Patres/Matres: esperti, uomini e donne sapienti indottrinati da studi all’Accademia. Ogni regno ne possiede tre, ognuno dei quali utile a tre impieghi governativi.
Accademia: ente di maggiore prestigio politico a Pantagos, vertice supremo di ogni decisione assoluta. Da essa dipendono tutti i regni delle regioni del continente, escluse le Terre Spezzate che, pur facendo parte del territorio di Pantagos geograficamente, non  sono un tutt’uno con la sua politica. Il Supremo Patres è la figura emblematica della politica a Pantagos, al di sopra di tutto e tutti.
Devoti: sacerdoti del culto delle Cinque Grazie (prettamente uomini), indirizzati nello studio delle morali religiose alla Torre dei Fiori, nelle Terre dei Venti.
Fuoco di Ghysa: particolare sostanza incolore e della stessa consistenza dell’acqua, la cui unica particolarità è quella di bruciare se incendiata.
Le Cinque Grazie: principali divinità protettrici del sud-ovest di Pantagos, proprie di molti abitanti delle Terre dei Venti e della Valle del Vespro. Tale culto prevede la venerazione di quattro fanciulle e della loro madre. 
Tanverne: enormi bestie dotate di un corpo simile a quello di giganteschi rettili, abitanti il territorio di Pantagos.
Y’ku: titolo singolare dell’isola di Caantos, nelle Terre Spezzate, il cui significato è letteralmente “il più ricco”. Il termine “y’ku” s’interpone tra il nome e la casata nobiliare di un principe dell’isola, posto a determinare la sua ascendenza nobile.
Incantatori: ordine giurato unico del continente di Pantagos. Si tratta a tutti gli effetti di un gruppo di sapienti  in cui sono raggruppati guaritori, speziali, alchimisti e finanche stregoni – benché in molti, e nel popolino nello specifico, non credano a questo genere di arti.

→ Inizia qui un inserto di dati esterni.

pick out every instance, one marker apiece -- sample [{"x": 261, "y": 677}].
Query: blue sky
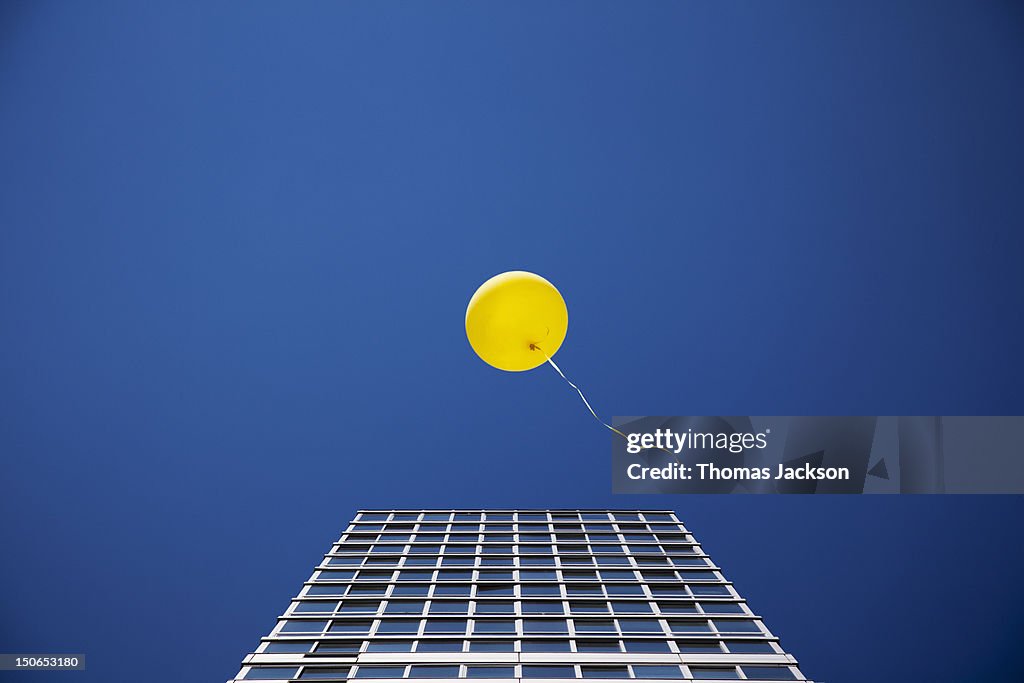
[{"x": 237, "y": 241}]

La sede degli incantatori è la Gilda degli Incantatori, altresì detta Tempio Bianco, sulla Collina di Burk, a Fondocupo. 
Castellano: figuro (molto spesso un esperto) incaricato di reggere, in vece del sovrano al quale è subordinato, un altro regno, un piccolo borgo o una cittadina appartenente all'uomo cui giura lealtà. 

Ossa di tanverna: vengono impiegate, fuse, nella creazione di gioielli d'importantissimo valore e armi, poiché molto robuste, lunghe, e spesso colme di essenze magiche o, addirittura, proprietà venefiche. 
Accolitoapprendista di grado infimo che accompagna ogni esperto votato legalmente all'Accademia al fine di apprendere da quest'ultimo e al tempo stesso essergli d'aiuto.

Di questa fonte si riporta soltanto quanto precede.